While Germany's STIKO vaccine commission officially recommended the jab only for children with pre-existing conditions, even healthy children will be inoculated if the parents request it, the report said.
In Germany, officials plan to administer kids' jabs in museums and zoos, while others are mulling mobile vaccination teams outside schools.
Meanwhile, in Greece, more than 20,000 parents have booked vaccine appointments for their kids from Wednesday.
Spain, which has one of Europe's highest Covid-19 vaccination rates, said it was launching its immunisation campaign for five to 11-year-olds with the goal of breaking the chain of infection "in family settings, schools and the community". The country has around 3.3 million children within that age group.

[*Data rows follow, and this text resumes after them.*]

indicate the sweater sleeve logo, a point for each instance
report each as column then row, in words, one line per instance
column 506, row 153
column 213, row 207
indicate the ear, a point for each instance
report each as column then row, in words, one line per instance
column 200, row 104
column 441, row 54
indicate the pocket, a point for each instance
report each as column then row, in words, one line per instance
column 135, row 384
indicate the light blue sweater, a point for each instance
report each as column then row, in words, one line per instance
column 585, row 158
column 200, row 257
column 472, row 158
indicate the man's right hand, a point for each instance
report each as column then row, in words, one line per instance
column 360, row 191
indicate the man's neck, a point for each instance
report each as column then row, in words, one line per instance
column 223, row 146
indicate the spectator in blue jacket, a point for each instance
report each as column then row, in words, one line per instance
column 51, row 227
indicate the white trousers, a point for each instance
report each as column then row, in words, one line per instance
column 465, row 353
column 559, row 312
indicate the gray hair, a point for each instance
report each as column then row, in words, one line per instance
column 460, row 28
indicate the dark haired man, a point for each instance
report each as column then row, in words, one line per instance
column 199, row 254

In a bid to spur vaccine take-up, the Spanish government has also released a television commercial showing kids getting the shot so they can "help end the virus and protect the elderly", the report said.
Other European countries including Italy, Portugal, Poland, the Baltic states and the Czech Republic are also set to launch similar vaccination drives in the coming days.
In France, vaccination has only been approved for five to 11-year-olds at risk of developing serious illness, but the government has said it is considering extending it to all children on a voluntary basis.
Belgium is awaiting the recommendation of its national health body, with a rollout likely around the new year, while Switzerlanda¿s medical agency has given green light for kids' vaccines. The country is set to start the campaign in early January.
Further, British health regulators are also assessing whether to approve jabs for the 5-11 age group, and a decision is likely before Christmas.
The UK's Joint Committee on Vaccination and Immunisation (JCVI) is reportedly "urgently" reviewing data on Covid jabs for children.
As a result, medics in England have been told to start preparing for the mass vaccination of children as young as five years old, leaked documents have revealed, the report said.
European Commission President Ursula von der Leyen on Wednesday said that Omicron is expected to be the dominant Covid variant in the 27-nation bloc by mid-January, the report said. With 66.6 per cent of the European population now fully vaccinated against Covid, the bloc is well prepared to fight Omicron, she added.